Jessica J. Díaz es una poeta bastante más rara de lo que una lectura somera de alguna de sus líneas haría suponer. De articulación directa e intermitente, su trabajo esconde una hondura lírica difícil de definir. Los suyos son poemas aparentemente llanos, desprovistos de la manida retórica propia de lo que, en México, durante muchos años, se entendió como alta literatura. Pero el efecto que producen es singular. Pareciera que, tan pronto se materializan, los poemas comenzaran a rebatirse, engendrando variantes de sí mismos, entreverando trizas de otras conversaciones y lenguajes que cuestionan la materia de la que están hechos.

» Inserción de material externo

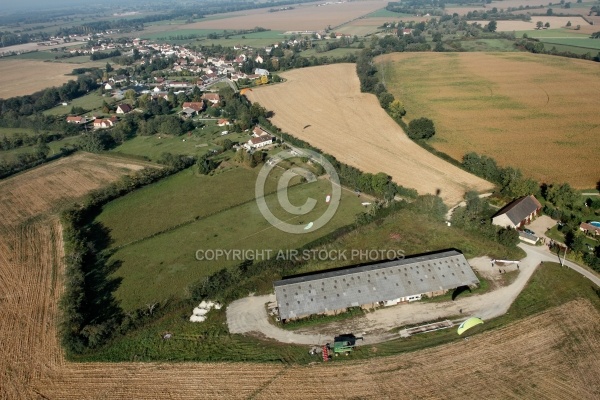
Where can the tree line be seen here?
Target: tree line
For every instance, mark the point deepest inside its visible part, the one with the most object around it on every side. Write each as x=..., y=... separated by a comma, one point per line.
x=90, y=315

En Happy Endings, su más reciente libro, hasta la afirmación más directa va siempre acompañada del tenue perfume verbal de la duda, la indecisión, la perplejidad. Los “hechos” se suponen y aceptan por el hecho de estar escritos con el desenfado y la franqueza de quien charla en un café, de quien redacta una nota íntima o se extravía en el flujo de la mente mientras dicta un telegrama imaginario. Pero es la agudeza lírica de Díaz, la excentricidad de su mirada, lo que separa a su trabajo de mucha de la poesía que voluntaria o involuntariamente ha emulado su dicción sin alcanzar su temperatura.
Es por ello que el uso que hace de tropos y arquetipos triviales se lee con esa mezcla de risa nerviosa, de tristeza y extrañeza, que producen los objetos raídos, desgastados por la mente o la lengua hasta que el uso los altera. Díaz los transforma en nuevos objetos verbales que rehúyen la nostalgia y el sentimentalismo de la confesión.
Cada tanto, Jessica Díaz garabatea un puñado de líneas cargadas de humor, de ternura, de aspereza, de incertidumbre. Las lee, las relee. Las deshace y rehace. Las desintegra y recupera. Es ese titubeo esencial el que lentamente ha venido delineando una de las voces más originales de la poesía mexicana de los últimos tiempos.